A "learning curve" originally had total elapsed time [or total cumulative units manufactured/learned] on the X axis and the time required to produce/learn a single unit on the y axis. Your first unit always takes more time than the 100th or 1,000th. The "steepness" of the curve depends on how fast you get good at producing/learning a thing. Learn quickly and you have a "steep" curve; slowly and you have a flat curve.
I agree that the uninformed have morphed the original meaning of the term, but to be accurate steep is easy. People get upset because those of us who paid attention to using language correctly in school rarely get to take part in this type of evolution.
I've generally understood it to have more to do with the amount of time allotted to learning, and what you have to learn in that period of time. If you have only a short amount of time in which to learn something, your learning curve is going to be much steeper than if you had a longer amount of time to learn the same amount of material. So a steep learning curve IS difficult because it means you're trying to cram six months worth of learning into three weeks, or whatever.
More material in the same amount of time would produce the same curve.
Level of difficulty is not a factor. A learning curve depicts the length of time to acquire a proficient skill set or high level of comprehension. The description will vary based on the test subject that the curve is applied to. While one can certainly say that the learning curve for acquiring proficiency of an application such as MS Notepad would be steep, another application for the curve would be the length of time individual test subject take to acquire such proficiency. The learning curve for acquiring proficiency of MS Notepad is generally steep, but it may be steeper for Mary than it is for John.

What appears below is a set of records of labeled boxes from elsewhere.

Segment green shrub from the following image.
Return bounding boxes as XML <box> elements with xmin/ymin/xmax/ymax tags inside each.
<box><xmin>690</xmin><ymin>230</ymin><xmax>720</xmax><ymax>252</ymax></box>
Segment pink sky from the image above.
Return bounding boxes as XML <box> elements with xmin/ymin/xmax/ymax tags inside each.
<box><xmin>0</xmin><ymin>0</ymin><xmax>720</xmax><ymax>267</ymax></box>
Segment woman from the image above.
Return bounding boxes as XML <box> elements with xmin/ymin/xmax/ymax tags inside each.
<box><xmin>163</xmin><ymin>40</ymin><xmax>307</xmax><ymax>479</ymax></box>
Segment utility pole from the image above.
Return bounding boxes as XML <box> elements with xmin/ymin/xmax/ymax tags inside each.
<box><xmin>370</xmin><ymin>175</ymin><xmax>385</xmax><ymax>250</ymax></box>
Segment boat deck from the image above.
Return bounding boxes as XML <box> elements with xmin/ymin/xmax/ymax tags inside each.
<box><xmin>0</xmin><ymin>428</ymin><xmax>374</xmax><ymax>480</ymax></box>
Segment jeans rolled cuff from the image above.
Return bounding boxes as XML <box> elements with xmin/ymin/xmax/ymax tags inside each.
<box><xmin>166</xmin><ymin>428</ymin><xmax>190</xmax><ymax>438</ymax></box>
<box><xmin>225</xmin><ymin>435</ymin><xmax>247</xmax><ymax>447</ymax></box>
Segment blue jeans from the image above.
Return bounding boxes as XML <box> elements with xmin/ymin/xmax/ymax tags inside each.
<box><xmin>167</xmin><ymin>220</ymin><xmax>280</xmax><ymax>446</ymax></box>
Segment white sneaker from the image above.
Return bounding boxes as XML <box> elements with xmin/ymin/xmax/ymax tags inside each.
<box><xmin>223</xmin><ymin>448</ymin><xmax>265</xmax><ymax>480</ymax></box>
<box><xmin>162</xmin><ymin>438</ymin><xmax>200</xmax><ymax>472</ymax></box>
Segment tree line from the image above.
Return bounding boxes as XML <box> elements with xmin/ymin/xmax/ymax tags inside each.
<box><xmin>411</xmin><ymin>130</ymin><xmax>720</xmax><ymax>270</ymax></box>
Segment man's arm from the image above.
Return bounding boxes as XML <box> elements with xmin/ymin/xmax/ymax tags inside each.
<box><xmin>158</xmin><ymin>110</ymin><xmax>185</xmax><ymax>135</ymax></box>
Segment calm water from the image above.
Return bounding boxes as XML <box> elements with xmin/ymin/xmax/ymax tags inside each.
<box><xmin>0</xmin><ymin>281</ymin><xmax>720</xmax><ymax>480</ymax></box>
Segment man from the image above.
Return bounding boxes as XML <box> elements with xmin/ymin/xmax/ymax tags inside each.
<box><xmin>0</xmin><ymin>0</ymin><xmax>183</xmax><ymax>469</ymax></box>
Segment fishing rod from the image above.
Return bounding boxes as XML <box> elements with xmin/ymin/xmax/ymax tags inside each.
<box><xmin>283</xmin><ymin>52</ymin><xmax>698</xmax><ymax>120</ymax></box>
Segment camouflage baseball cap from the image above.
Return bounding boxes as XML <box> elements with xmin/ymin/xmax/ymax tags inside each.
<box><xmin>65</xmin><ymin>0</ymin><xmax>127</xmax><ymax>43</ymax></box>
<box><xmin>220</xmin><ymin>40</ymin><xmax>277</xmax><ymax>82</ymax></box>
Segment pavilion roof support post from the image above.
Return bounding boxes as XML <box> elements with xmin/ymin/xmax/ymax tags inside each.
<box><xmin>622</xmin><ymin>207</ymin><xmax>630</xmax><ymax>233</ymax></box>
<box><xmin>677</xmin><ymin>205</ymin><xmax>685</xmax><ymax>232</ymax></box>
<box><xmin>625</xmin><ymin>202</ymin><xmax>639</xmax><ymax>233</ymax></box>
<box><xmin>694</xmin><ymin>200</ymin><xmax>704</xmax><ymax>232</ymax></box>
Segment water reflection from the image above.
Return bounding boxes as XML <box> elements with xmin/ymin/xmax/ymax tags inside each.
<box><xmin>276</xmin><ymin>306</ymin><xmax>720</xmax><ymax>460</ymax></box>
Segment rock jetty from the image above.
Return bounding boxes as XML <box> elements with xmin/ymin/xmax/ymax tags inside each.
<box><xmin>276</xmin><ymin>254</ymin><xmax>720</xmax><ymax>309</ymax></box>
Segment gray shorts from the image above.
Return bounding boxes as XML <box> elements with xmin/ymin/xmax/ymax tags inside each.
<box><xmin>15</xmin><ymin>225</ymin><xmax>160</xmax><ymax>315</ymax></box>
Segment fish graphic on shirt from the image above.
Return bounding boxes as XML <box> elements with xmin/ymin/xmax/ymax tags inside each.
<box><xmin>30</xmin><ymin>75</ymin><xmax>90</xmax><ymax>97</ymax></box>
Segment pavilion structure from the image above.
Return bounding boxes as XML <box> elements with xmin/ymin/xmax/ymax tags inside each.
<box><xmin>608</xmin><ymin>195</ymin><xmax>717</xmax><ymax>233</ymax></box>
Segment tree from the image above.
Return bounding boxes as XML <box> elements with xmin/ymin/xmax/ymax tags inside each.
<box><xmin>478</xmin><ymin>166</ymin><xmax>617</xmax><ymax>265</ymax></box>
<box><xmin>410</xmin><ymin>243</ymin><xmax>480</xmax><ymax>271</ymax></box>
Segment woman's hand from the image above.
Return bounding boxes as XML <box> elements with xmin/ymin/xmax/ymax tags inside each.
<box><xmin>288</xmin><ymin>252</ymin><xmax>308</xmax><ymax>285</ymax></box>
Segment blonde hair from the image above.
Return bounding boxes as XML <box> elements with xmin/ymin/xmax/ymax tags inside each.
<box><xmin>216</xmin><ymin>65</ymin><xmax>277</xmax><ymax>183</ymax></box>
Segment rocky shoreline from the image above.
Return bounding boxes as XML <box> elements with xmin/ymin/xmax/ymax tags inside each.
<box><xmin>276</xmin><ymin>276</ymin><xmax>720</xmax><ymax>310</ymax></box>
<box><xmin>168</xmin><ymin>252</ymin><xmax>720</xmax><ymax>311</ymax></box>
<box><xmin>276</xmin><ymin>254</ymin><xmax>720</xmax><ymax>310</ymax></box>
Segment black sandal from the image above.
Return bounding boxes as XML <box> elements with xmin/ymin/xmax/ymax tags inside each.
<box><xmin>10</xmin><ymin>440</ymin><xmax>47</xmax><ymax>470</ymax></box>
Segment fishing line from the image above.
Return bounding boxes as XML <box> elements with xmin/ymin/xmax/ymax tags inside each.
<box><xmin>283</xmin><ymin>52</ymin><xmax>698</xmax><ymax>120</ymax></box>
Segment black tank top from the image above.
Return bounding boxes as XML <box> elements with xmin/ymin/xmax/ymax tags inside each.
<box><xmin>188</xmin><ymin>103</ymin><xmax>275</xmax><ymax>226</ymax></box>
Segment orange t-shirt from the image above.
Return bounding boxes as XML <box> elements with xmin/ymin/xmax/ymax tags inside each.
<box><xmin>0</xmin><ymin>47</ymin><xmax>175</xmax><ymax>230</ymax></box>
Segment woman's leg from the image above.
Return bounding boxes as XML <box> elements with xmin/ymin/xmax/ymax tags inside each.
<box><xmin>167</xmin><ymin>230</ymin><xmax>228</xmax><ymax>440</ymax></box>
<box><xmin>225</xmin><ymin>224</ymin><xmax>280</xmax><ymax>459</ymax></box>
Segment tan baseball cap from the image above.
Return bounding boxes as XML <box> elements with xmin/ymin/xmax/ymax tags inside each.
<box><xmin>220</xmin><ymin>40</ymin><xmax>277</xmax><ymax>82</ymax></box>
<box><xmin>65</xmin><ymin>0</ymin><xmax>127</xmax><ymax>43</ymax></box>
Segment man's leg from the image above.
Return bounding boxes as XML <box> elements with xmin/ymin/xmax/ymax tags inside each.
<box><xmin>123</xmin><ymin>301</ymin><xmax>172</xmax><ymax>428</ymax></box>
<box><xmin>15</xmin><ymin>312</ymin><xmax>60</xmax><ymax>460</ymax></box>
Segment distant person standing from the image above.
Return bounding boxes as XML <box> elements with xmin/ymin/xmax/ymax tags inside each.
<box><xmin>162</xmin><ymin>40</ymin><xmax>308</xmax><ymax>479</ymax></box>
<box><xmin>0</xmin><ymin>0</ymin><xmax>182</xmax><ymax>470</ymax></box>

I think the key is to first understand what the curve is being applied to
It's a battle of intuitiveness. On one hand, you've got "steep=hard to climb" association, on the other hand you have "time on the horizontal axis" convention (but "proficiency on the horizontal axis" isn't "wrong", just "less popular"). So, IMHO it's not a matter of "right" vs "wrong" but rather "intuitive" vs "more intuitive".
I think that "steep=hard to climb" will win, because it appeals to anyone who at any point in their life has climbed a stair, as opposed to the x-y curve which even people trained in mathematics sometimes mix up.
It's a curve of time versus proficiency.
Steep for hard is wrong because it'd mean that you get very proficient in very little time
proficiency | __ | | | | Proficient in little time (steep = easy) | | |_/____________ time proficiency | | Proficient in lots of time (gentle = hard) | __ | / |__________/___ time
There are a few possible interpretation of "learning curve", but a fairly natural one would be "time elapsed" on the X axis and "knowledge gained" on the Y axis. A steep curve, in that mapping, would imply that you gain a lot of knowledge, fast.
The only interpretation I can think of where "steep" is the same as "hard" is where you map "knowledge gained" on the X axis and "effort expended" on the Y axis and that is not a very natural mapping.